Hiding behind her sunglasses, the lady asks her to wait a bit while she hands the other flowers to the other girls who are with her – a bit younger. I feel restrained to take a picture of them, as they bow to lay the flowers down.

On the beach nearby, not many people are around... on a Saturday, perhaps a dozen or two. A few feet above them, others are standing with heads hanged low, in mourning.  

Mere 216 hours ago, at mid-day, the picture may have been the same. Without the grief. A meeting place for life and death, for sadness and joy, for tourists and mourners now this Promenade des Anglais...

For me as a tourist and without flowers, entrance to the very area of the tragedy seems restricted. Not by rules of any kind, one just gets the feeling. Let this be for those touched the most.

Standing at the fence, how clear it becomes in my mind that never have I stood as near to any place of death. Right here, perhaps, there stood someone of the 84 who perished, or of the j202 who were left injured.

While many are the merry visitors around, from abroad and unable to relate, these eyes of mine do well up with tears just though I know what I was coming to see.

It feels so bad and so heavy to be here, almost physically so. Despite the thought I ought to be so grateful, obviously, that on my way to the theatre festival in Avignon I opted to take the flight via Paris, the idea to stop for a little while in Nice thus discarded...

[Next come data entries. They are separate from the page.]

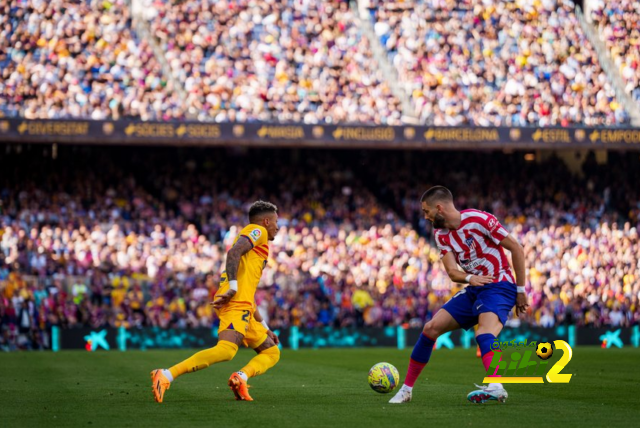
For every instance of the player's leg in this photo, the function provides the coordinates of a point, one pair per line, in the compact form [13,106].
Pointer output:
[496,302]
[441,323]
[232,321]
[268,356]
[224,350]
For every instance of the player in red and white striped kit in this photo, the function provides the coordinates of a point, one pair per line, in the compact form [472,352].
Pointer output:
[475,241]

With all the questions in my mind while on my way to this place – how well has Nice been restored in just nine days? What are the feelings in the people? How does one come out of this? The French intelligence chief warned about a civil war, how likely do you think it to be? And so on and so forth. I never asked them. I was not able to utter a word.

Here, on the Promenade des Anglais, silence fits best.  

Around this place, patrols fully armed seem a sight rather familiar. In my fife hours, I saw four such walking two by two. Always, a younger lad with this other obviously seasoned guy, tattoos speaking of many a mission.

A «new normal» in the shops and stores: one will have to show her purse and bags while near the Nicetoile department store, a security guard stands amid this pile of plastic bottles confiscated. At H&M, a Moslem lady has her baby carriage searched.

Headed to eat, I run into three black and white photographs, in A4 format, of the perished Estonian Rickard Kruusberg. Not about to dine after that.

What is it with this world of ours? How do we stop this? Back at the sea, it gets a little easier on the mind, somehow. A bigger wave comes around to splash me a little as I step into the water. Makes me smile.

The soothing effect of the sea. No wonder they come here... just to sit, and to be.